The announcement follows a series of management changes at the company, including the departure of Darin Harris and the elevation of Tucker into the chief executive seat—with an apparent mandate to improve the company’s finances—just weeks after he was hired as CFO in the first place.
It also follows a quarter in which sales at both of its brands struggled amid fires and bad weather in California, where many of its restaurants are located. Same-store sales declined 4.4% at Jack in the Box in the quarter ended April 13, according to preliminary results. Del Taco same-store sales declined 3.6% in the period.
In a statement, Tucker said the actions are designed to improve cash flow and pay down debt while preserving investments in technology and remodels, close underperforming locations to return to net unit growth and improve unit economics and simplify Jack in the Box as a company.
Jack in the Box said most of the closures will be of restaurants that have been in the system for over three decades.
The program will start with 80 to 120 closures by the end of this year. The closures are on top of the 1.5% to 2% unit closures expected this fiscal year.
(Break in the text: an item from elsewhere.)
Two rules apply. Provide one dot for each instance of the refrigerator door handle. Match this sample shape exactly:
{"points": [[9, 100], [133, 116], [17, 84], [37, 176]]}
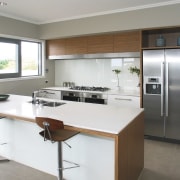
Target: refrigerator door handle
{"points": [[167, 88], [162, 89]]}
But the company expects the closures will lead to “consistent, net positive unit growth.”
The potential Del Taco sale follows a string of weak performances and the closure of all but one of its restaurants in Colorado. Last quarter’s 3.6% same-store sales decline was the fifth straight quarterly decline. System sales declined 2% last year, according to data from Restaurant Business sister company Technomic.
Jack in the Box bought Del Taco in a $575 million deal in 2022 and suggested that it could acquire more brands. But the chain has underperformed its much larger rival Taco Bell every quarter since the first quarter of 2021.
Tucker told analysts that several issues took place after the acquisition, such as the $20 California fast-food wage law and inflation. But he also alluded to “implementation challenges” following the combination. Tucker added that the chain likely won’t “meaningfully contribute to the bottom line” over the next several years.
“It can thrive,” Tucker said. “It just needs to be in a situation that’s probably not with Jack in the Box, where we need to focus on our core business. It just makes a lot more sense to simplify our model.”
All but one Del Taco restaurant in Colorado closed in February amid a legal dispute with the brand that led to its bankruptcy just a year after the operator of the locations acquired the development rights to the market.
At Jack in the Box, meanwhile, the company was sued by a big Washington state franchisee over the termination of 39 restaurants there.
UPDATE: This story has been updated to add quotes from an afternoon analyst call.